Let's investigate this system under stochastic forcing.

System definition

First, we need to translate the system equations above into Julia code.

This works exactly as in DynamicalSystems.jl by defining a function f(u,p,t) which takes as input a vector u of state variables ($u$,$v$), a vector p of parameters, and time t. The function must return an array of flow increments ($\text{d}u$, $\text{d}v$). For performance reasons, it is advisable to return a StaticArray SA[du, dv] rather than just a Vector [du, dv].

using CriticalTransitions

function fitzhugh_nagumo(u,p,t)
    u, v = u
    ϵ, β, α, γ, κ, I = p

    du = (-α*u^3 + γ*u - κ*v + I)/ϵ
    dv = -β*v + u

    SA[du, dv]
end

fitzhugh_nagumo (generic function with 1 method)

In-place vs. out-of-place

The function fitzhugh_nagumo(u,p,t) is defined out-of-place. It is also possible to define the system in-place as fitzhugh_nagumo!(du,u,p,t). For more info, see here.

CoupledSDE

Next, we construct a stochastic system with the fitzhugh_nagumo equation as the deterministic part. Suppose we would like to force both state variables $u$ and $v$ with additive, uncorrelated Gaussian noise of intensity $\sigma$. This is the default case. We simply write

p = [1., 3., 1., 1., 1., 0.] # Parameters (ϵ, β, α, γ, κ, I)
σ = 0.2 # noise strength

# CoupledSDE
sys = CoupledSDEs(fitzhugh_nagumo, zeros(2), p; noise_strength=σ)

2-dimensional CoupledSDEs
 deterministic: false
 discrete time: false
 in-place:      false
 dynamic rule:  fitzhugh_nagumo
 SDE solver:    SOSRA
 SDE kwargs:    (abstol = 0.01, reltol = 0.01, dt = 0.1)
 Noise type:    (additive = true, autonomous = true, linear = true, invertible = true)
 parameters:    [1.0, 3.0, 1.0, 1.0, 1.0, 0.0]
 time:          0.0
 state:         [0.0, 0.0]

Here the first field fitzhugh_nagumo specifies the deterministic dynamics f (see Define a CoupledSDEs system). We have chosen zeros(2) as the initial state of the system, which is the second field. The length of this vector must match the system's dimensionality. In the (optional) third field, we specify the parameter vector p, which includes the parameters of f followed by the parameters of g (in this case, there are no parameters for g). Lastly, noise_strength sets the noise strength. Since we have not specified a noise process, the default case of an uncorrelated Wiener process is used.

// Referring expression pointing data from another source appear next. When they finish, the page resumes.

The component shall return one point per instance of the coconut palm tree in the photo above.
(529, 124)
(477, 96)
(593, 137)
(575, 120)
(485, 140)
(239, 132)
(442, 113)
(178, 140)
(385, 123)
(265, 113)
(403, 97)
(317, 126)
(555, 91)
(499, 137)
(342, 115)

Multiplicative and/or correlated noise

Of course, it is also possible to define more complicated noise processes than simple additive white noise. This is done by specifying a custom noise function and covariance matrix in the CoupledSDEs definition. For more info, see Define a CoupledSDEs system.

That's it! Now we can apply the toolbox of CriticalTransitions to our stochastic FitzHugh-Nagumo system sys.

Find stable equilibria

For the parameters chosen above, the FitzHugh-Nagumo system is bistable. Let's compute the fixed points using the fixedpoints function. This function is borrowed from ChaosTools.jl and is loaded as an extension when we write using ChaosTools.

using ChaosTools
# Calculate fixed points and store the stable ones
eqs, eigs, stab = fixedpoints(sys, [-2,-2], [2,2])
fp1, fp2 = eqs[stab]

2-dimensional StateSpaceSet{Float64} with 2 points
 -0.816497  -0.272166
  0.816497   0.272166

Stochastic simulation

Using the trajectory function, we now run a simulation of our system for 100 time units starting out from the fixed point fp1:

sim = trajectory(sys, 100, fp1)

(2-dimensional StateSpaceSet{Float64} with 1001 points, 0.0:0.1:100.0)

In the keyword arguments, we have specified at which interval the solution is saved. Further keyword arguments can be used to change the solver (the default is SOSRA() for stochastic integration) and other settings.

The simulated trajectory is stored in sim in the usual output format of the solve method of DifferentialEquations.jl, including the solution sim.u and the vector of time points sim.t. The solution can also be accessed as a matrix sim[i, t], where i is the i-th component of u and t the time index.

Let's plot the result. Did the trajectory transition to the other attractor?

using Plots
plt = plot(sim[1][:,1], sim[1][:,2]; xlabel="u", ylabel="v", legend=false)
scatter!([fp1[1], fp2[1]], [fp1[2], fp2[2]], color=:red, markersize=4)
xlims!(-1.2, 1.2)
ylims!(-0.6, 0.6)
plt

Hopefully, this helped you to get started. For more info, check out the Manual section of these docs.